Imagine completing a 60-hour college degree without buying a single textbook.
The so-called Z-Degree may be a reality in the future, according to Barton Community College’s Director of Learning Services Lee Miller. Until then, Barton is moving toward the national trend of replacing expensive college textbooks with free or low-cost Open Educational Resources (OER).
Miller spoke about OER recently during a strategic planning report to the Barton Community College Board of Trustees.
Open Educational Resources are teaching materials that reside in the public domain or may be developed for free use with certain restrictions, such as attribution. OER may include full courses, materials, modules, textbooks, streaming videos and tests. The digital resources are freely accessible and may be available under open licenses that permit their use and remixing for educational purposes.
This is a shift from the days when educators decided what course expectations and outcomes should be and then chose a textbook that best met their needs. Under that scenario, teachers or students could hunt for supplemental materials but the publisher provided what amounted to an “unstated outline” for the course.
OER creates more options for course design, Miller said. Under the most basic Creative Common Licensure, attribution of the content’s creator is required but the instructor is free to strip the textbook down to its bones and then rebuild it — keeping what the instructor wants, discarding what isn’t wanted and adding something different from other OER sources if desired.
Instructors write their own outlines based on the outcomes or competencies they want to teach.
The materials are peer-reviewed, quality resources, Miller said.
“This is really positive all the way around.”
“This is the future,” said Mike Johnson, chairman of Barton’s board of trustees.
Benefits to students are:
• Affordability - No-cost or low-cost
• Access - Immediate access to materials
• Achievement - Increased opportunity for student success
Benefits to instructors are:
• Academic freedom - Option for more creativity and innovation in the classroom
• Knowledge of everyone having the needed material
• Opportunities to re-engage in the curriculum assessment and redesign as needed
There are challenges, starting with encouraging and empowering instructors to make the first steps into moving to OER, Miller said.
At Barton Community College, an OER guide has been completed and the review structure is ready to be piloted. Barton instructors are developing five online OER courses:
• General Psychology - instructor Mark Knapp
• College Algebra - Ange Davied
• Public Speaking - Alissa Duncan and Angela Lewis
• American History to 1877 - Mike Cox
• English Composition I - Melissa Regney and Karley Little
How is it sustained?
Higher education institutions are developing OER in response to customer demand and, in some cases, state legislation that requires it. One such law recently went into effect in Virginia. Nearly half of all U.S. state have considered OER legislation.
EdScoop.com reports that Rice University has its own OER publisher, OpenStax, meeting the rising trend of institutional-supported adoption of OER.
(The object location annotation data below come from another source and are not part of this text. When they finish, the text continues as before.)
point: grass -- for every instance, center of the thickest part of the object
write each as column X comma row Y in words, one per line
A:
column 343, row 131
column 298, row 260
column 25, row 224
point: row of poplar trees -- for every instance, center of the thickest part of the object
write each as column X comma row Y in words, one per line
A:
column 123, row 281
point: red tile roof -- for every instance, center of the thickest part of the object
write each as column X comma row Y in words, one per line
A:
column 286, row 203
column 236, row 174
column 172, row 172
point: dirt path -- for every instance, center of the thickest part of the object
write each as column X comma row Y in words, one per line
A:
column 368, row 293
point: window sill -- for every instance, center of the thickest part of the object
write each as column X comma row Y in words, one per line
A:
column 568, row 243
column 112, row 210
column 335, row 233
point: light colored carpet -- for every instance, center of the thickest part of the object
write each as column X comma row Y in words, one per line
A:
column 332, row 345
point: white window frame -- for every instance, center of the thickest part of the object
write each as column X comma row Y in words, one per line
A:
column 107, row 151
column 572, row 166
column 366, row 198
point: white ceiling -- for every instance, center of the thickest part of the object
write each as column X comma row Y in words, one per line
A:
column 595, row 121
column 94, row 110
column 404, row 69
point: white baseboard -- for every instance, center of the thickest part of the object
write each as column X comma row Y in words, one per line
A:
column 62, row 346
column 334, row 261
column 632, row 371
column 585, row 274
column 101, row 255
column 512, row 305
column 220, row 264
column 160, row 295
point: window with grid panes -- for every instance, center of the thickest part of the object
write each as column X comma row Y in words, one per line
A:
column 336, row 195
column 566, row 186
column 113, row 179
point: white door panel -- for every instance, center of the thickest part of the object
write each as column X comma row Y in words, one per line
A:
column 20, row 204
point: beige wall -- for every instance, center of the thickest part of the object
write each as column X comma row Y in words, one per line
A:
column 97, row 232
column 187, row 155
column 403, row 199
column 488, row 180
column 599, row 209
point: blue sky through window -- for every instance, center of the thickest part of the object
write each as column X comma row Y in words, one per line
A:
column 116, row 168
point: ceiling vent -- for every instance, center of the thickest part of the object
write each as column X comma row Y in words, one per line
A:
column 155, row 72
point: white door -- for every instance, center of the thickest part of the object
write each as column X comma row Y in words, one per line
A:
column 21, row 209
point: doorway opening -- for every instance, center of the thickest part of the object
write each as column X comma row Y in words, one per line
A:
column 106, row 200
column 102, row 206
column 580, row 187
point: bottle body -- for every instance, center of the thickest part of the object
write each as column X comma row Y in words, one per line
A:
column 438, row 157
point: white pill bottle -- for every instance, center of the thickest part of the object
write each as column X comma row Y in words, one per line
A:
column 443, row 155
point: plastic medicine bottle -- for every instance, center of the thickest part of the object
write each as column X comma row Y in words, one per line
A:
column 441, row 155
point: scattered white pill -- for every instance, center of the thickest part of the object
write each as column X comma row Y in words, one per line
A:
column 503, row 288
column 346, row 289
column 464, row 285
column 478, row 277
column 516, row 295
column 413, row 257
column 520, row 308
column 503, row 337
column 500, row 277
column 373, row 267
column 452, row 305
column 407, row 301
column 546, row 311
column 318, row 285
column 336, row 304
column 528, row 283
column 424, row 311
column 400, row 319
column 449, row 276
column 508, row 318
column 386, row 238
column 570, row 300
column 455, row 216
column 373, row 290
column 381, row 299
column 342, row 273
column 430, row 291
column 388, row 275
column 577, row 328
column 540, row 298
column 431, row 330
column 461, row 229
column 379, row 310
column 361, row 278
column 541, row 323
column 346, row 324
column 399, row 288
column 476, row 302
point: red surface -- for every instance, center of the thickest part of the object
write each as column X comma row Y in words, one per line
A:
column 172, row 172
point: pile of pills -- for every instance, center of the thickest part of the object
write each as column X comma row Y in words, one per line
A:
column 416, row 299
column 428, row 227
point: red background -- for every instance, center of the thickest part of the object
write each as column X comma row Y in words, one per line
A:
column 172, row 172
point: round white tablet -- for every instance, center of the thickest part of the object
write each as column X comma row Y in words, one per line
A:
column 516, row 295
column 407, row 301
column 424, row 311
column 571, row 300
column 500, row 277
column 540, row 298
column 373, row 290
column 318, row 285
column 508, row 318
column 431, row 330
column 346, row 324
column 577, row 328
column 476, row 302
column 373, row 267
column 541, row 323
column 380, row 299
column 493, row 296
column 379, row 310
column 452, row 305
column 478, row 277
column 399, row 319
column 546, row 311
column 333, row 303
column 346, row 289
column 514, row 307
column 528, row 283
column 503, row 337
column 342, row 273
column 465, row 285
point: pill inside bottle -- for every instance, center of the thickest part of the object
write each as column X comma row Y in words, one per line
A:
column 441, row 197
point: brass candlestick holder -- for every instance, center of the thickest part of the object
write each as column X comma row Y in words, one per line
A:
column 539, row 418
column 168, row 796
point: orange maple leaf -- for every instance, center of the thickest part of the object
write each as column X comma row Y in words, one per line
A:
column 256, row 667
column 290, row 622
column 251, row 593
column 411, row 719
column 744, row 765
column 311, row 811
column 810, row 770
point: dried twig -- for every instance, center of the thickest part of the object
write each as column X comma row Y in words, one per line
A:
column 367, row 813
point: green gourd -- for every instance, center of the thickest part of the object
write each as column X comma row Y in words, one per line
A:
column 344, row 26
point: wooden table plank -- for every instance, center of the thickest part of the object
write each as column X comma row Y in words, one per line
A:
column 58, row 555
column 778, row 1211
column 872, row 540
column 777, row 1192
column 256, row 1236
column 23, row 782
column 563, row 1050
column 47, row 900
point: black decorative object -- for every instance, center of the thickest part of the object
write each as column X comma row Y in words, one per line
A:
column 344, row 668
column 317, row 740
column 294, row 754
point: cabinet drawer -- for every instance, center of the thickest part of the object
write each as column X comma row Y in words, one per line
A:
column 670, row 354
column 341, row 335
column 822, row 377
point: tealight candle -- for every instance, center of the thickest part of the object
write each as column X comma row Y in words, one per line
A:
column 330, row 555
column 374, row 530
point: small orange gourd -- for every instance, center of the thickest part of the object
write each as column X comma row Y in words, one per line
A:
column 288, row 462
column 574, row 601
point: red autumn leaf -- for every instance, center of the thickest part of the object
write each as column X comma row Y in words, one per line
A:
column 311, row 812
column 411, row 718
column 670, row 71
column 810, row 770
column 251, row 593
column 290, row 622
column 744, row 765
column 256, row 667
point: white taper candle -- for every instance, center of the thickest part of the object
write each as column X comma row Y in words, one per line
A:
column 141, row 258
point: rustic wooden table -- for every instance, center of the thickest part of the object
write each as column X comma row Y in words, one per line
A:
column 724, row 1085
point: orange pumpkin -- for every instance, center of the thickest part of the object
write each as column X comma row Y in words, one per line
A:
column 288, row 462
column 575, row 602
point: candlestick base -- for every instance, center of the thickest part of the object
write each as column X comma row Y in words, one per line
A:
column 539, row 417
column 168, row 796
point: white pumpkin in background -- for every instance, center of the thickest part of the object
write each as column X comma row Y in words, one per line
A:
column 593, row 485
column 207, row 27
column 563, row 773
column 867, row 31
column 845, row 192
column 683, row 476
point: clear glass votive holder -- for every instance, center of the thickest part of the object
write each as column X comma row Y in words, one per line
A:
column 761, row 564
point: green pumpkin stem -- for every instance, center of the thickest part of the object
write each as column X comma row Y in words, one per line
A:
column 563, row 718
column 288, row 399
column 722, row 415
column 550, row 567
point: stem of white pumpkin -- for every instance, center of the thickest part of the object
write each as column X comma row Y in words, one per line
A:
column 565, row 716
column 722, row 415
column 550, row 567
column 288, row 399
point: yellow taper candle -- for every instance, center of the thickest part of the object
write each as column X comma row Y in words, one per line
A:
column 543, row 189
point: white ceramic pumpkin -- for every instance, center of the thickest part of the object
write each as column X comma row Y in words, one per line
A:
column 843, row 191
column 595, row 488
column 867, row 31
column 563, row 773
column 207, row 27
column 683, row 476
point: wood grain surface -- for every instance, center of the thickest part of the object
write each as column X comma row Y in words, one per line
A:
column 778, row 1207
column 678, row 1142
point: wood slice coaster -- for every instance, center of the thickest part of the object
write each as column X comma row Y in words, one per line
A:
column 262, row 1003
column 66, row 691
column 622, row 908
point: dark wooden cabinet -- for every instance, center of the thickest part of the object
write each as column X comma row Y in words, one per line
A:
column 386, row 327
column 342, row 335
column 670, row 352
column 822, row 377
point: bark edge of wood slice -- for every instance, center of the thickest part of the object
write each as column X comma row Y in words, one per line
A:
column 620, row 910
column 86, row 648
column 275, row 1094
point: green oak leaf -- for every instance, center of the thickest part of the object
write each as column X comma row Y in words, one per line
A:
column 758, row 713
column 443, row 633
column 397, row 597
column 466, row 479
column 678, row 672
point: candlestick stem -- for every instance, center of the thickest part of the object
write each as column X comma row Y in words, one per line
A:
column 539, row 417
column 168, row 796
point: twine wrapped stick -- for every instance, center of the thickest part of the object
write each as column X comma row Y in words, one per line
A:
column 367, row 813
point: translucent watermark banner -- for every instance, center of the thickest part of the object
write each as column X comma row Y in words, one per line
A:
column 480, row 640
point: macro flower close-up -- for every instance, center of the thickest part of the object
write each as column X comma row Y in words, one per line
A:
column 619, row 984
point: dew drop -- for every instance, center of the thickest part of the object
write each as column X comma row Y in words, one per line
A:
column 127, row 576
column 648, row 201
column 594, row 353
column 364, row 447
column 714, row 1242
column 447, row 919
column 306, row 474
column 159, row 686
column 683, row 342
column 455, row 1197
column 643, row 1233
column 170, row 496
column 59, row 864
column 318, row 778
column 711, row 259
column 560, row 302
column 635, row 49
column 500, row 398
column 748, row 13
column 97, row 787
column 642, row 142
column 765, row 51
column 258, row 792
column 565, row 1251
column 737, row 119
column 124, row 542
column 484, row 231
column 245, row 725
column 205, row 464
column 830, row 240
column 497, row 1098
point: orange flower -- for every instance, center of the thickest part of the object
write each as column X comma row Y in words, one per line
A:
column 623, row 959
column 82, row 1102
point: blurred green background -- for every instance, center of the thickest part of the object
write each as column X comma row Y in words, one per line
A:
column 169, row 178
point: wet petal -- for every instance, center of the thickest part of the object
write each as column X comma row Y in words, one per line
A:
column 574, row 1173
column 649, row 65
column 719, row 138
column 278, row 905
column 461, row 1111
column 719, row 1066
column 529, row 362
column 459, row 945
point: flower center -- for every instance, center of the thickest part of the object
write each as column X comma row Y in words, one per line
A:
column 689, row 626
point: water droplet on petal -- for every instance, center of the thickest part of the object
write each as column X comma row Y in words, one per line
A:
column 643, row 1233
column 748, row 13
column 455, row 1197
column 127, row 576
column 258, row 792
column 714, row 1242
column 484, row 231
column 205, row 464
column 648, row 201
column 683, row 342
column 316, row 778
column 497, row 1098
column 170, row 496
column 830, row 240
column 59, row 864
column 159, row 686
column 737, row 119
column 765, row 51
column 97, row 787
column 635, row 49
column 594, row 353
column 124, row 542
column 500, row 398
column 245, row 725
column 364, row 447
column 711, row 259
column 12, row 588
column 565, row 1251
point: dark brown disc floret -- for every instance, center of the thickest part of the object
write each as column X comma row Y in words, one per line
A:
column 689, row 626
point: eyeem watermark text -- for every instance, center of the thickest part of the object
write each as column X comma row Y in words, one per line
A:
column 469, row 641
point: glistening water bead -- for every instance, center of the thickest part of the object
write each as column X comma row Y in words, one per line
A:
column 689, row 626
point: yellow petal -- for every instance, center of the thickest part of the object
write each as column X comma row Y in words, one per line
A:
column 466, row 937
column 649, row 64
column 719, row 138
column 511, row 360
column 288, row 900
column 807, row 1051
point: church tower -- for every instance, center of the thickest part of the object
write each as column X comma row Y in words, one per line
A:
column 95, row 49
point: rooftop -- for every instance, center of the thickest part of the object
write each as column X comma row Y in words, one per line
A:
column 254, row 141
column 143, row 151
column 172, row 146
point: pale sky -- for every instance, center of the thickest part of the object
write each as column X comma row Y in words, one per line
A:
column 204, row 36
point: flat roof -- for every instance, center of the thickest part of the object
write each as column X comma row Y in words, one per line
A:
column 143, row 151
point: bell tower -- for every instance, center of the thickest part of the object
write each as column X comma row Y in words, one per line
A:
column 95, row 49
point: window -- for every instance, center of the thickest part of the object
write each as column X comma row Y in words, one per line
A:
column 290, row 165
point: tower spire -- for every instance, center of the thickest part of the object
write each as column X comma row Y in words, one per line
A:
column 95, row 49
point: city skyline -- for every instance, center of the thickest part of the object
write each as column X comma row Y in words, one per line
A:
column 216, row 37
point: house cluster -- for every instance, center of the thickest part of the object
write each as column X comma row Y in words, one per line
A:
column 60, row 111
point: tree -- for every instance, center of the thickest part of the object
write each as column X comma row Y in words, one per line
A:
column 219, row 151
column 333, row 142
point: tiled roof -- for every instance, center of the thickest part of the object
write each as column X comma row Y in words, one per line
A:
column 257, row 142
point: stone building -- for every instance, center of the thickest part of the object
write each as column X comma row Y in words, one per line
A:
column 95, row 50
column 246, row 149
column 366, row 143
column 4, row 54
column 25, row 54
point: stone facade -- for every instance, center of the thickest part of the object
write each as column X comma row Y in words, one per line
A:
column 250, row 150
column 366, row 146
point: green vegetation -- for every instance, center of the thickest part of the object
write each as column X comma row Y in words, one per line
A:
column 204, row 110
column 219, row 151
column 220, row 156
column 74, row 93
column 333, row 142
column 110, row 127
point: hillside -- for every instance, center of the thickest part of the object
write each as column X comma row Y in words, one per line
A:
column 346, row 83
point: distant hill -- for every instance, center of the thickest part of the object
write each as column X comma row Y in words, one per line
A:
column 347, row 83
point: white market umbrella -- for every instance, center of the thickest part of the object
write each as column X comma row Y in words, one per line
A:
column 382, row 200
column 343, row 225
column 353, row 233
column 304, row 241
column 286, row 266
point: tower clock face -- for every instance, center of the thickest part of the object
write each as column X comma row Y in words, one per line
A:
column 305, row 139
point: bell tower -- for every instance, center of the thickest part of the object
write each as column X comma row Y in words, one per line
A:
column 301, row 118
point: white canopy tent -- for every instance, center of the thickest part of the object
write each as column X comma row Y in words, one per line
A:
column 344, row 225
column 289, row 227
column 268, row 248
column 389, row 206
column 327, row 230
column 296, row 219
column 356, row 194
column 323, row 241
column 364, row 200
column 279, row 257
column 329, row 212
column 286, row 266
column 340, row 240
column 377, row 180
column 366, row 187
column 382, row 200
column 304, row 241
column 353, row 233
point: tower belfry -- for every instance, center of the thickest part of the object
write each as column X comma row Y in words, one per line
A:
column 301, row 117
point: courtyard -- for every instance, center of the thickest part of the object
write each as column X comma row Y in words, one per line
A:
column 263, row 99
“More than 2.2 million college students used the service last year, according to the organization, saving an estimated $177 million compared to what it would have cost to use commercial textbooks, which average $78 each,” EdScoop reported in February. “Nearly half of all higher education institutions use the service, from large universities to small community colleges.”
A 2018 article by Josh Moody in Forbes asks the question “When it comes to free textbooks ... who pays?” OER results in slumping sales at campus bookstores but reduces one of the top financial stresses for students, after tuition. One study finds that using OER can improve student outcomes and may also increase tuition income in the process.
Institutions haven’t completely solved the challenge of how they can sustain providing free materials. Some are tapping grant funding, and there may be OER courseware fees that can be charged to students. In 2018, Congress approved $5 million for the development of OER programs.
Barton President Dr. Carl Heilman says OER is one of many innovations that colleges will see in the future. With online options, there will also be courses that students enter and exit at their own pace, independent of traditional semesters. There are now accelerated programs where it is possible to earn a bachelor’s degree in 12 months.